Esce nel 1996 l’ultimo capitolo della discografia ufficiale degli X-Japan, quando ormai il gruppo è all’apice del successo commerciale in patria. L’anno seguente, con grande stupore dei fan, il combo si scioglierà per iniziativa del cantante Toshi, limitato dal geniale talento dell’amico Yoshiki in fase di songwriting e desideroso di ritagliarsi maggiori spazi con un progetto solista. Prima di abbandonare definitivamente le scene la band regalerà ai molti sostenitori un ultimo, commovente live, dopo il quale non si ricostituirà più.

Comparire come capitolo finale della loro storia non è però l’unica ragione che rende Dahlia un album singolare nella discografia dei cinque giapponesi. Al momento della sua uscita infatti la band era già stata in parte condizionata dallo strepitoso successo di pubblico e critica (basti uno sguardo alle folle oceaniche presenti ai concerti), che l’aveva portata a partecipare a molte trasmissioni televisive ed infine a rinunciare all’eccentrico stile visual (con l’eccezione del solo chitarrista hide) in favore di un look relativamente più sobrio. Anche il sound aveva finito per risentirne, perdendo in dinamicità e potenza, a favore della melodia e di un numero crescente di ballads. Vanno tuttavia citati, come possibile concausa di questa virata stilistica, i problemi fisici che già da tempo affliggevano Yoshiki e che, dopo averlo costretto ad utilizzare un collare correttivo durante i fulminanti assoli di batteria dal vivo, gli impediranno poi definitivamente di suonare ancora lo strumento.

Ciò non deve tuttavia far credere che i brani più diretti e tirati siano stati completamente sacrificati: lo testimoniano la title track Dahlia e la trascinante Rusty Nail, due pezzi immediati e di sicuro impatto sonoro. In entrambi tuttavia aleggia una certa impalpabile malinconia, che pare peraltro impregnare di sé l’intero album (presagio dell’imminente separazione?). E non sono solo le (ben) quattro ballads a testimoniarlo, ma anche l’umore nostalgico e soffuso che anima le voci filtrate ed i beats elettronici della sperimentale White Poem I, che non passerà certo alla storia come uno dei capolavori della band, o il refrain dell’insolita e non del tutto convincente Drain. Unica eccezione appare la scanzonata Scars, interamente composta dall’estroso hide e partecipe del suo carattere originale ed irriverente.

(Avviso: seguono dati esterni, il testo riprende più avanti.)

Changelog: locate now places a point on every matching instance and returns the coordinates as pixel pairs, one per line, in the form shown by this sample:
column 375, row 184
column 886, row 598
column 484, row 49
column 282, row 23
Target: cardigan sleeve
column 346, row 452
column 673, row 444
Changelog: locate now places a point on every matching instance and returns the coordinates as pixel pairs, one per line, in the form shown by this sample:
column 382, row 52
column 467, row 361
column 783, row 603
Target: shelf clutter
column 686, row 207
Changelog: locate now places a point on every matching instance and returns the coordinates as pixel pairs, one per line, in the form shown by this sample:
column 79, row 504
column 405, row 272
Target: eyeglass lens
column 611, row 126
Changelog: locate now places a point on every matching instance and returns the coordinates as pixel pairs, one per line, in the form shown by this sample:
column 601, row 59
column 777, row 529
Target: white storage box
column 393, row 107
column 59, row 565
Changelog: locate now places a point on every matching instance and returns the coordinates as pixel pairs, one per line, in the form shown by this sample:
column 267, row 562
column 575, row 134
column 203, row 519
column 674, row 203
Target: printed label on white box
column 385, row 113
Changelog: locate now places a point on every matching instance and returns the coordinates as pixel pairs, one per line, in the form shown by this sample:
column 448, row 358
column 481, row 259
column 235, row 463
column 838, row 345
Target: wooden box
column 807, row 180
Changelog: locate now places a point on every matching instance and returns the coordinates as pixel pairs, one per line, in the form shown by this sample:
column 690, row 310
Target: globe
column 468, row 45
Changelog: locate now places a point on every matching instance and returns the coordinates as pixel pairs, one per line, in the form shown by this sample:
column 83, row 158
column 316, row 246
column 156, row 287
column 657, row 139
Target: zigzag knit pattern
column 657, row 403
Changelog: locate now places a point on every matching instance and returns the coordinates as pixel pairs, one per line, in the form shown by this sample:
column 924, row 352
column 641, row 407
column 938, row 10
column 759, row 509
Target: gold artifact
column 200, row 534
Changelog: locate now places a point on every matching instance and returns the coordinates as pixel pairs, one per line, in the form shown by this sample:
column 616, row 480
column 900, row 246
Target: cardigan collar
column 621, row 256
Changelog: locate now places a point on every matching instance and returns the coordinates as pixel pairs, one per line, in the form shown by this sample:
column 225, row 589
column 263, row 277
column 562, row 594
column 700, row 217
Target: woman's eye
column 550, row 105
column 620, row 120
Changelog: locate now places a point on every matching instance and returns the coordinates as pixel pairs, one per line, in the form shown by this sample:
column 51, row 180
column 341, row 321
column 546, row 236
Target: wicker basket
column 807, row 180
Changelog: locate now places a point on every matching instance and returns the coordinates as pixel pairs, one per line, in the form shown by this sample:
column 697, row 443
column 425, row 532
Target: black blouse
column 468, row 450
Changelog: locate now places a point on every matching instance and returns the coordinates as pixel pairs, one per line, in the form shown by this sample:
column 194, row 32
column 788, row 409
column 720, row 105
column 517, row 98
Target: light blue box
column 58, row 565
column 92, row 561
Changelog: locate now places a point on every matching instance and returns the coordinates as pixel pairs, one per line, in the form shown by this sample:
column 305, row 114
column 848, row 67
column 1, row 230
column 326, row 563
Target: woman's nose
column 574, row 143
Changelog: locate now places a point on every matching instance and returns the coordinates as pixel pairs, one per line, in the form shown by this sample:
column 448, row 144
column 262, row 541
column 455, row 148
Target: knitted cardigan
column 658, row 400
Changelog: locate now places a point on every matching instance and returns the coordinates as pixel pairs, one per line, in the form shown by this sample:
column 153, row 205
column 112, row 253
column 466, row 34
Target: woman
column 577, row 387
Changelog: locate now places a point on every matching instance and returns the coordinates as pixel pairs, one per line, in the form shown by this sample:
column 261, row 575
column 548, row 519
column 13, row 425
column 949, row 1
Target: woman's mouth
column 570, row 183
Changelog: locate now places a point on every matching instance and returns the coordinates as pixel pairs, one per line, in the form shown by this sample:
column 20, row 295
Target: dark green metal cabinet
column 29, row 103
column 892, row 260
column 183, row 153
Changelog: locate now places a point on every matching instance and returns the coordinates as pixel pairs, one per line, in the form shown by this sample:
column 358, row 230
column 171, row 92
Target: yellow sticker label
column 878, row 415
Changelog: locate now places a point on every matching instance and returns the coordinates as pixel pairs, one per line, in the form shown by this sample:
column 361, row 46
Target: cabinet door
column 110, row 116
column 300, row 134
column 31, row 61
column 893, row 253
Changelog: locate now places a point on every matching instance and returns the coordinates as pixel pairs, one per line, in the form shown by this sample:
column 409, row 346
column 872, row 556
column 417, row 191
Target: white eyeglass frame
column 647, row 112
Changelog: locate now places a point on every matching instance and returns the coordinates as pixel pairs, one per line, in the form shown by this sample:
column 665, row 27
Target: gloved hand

Ma se fin qui il disco, pur buono, non regge il confronto con gli illustri predecessori, a consentirgli quell’accelerazione qualitativa capace di renderlo degno del marchio X-Japan sono proprio i numerosi lenti. Tra questi non si può non citare la dolce e nostalgica Tears. Nei suoi dieci minuti e più di lunghezza l’ascoltatore viene cullato tra le delicate note del piano di Yoshiki, i romantici assoli di hide ed i sofferenti acuti di Toshi, accompagnati da un sottofondo d’archi capace come pochi altri di toccare e commuovere le corde più profonde dell’animo. Sugli scudi anche la conclusiva Forever Love, accompagnata da una storia molto particolare. Oltre ad essere stata utilizzata come sigla finale di un popolare cartone animato, ad avere il titolo di canzone più amata dall’imperatore Akihito, e ad essere diventata in brevissimo tempo uno dei singoli degli X più venduti di sempre, venne infatti dedicata alla memoria del compianto hide, al secolo Hideto Matsumoto, la cui prematura scomparsa il 2 di maggio del 1998 fece piangere l’intero Giappone.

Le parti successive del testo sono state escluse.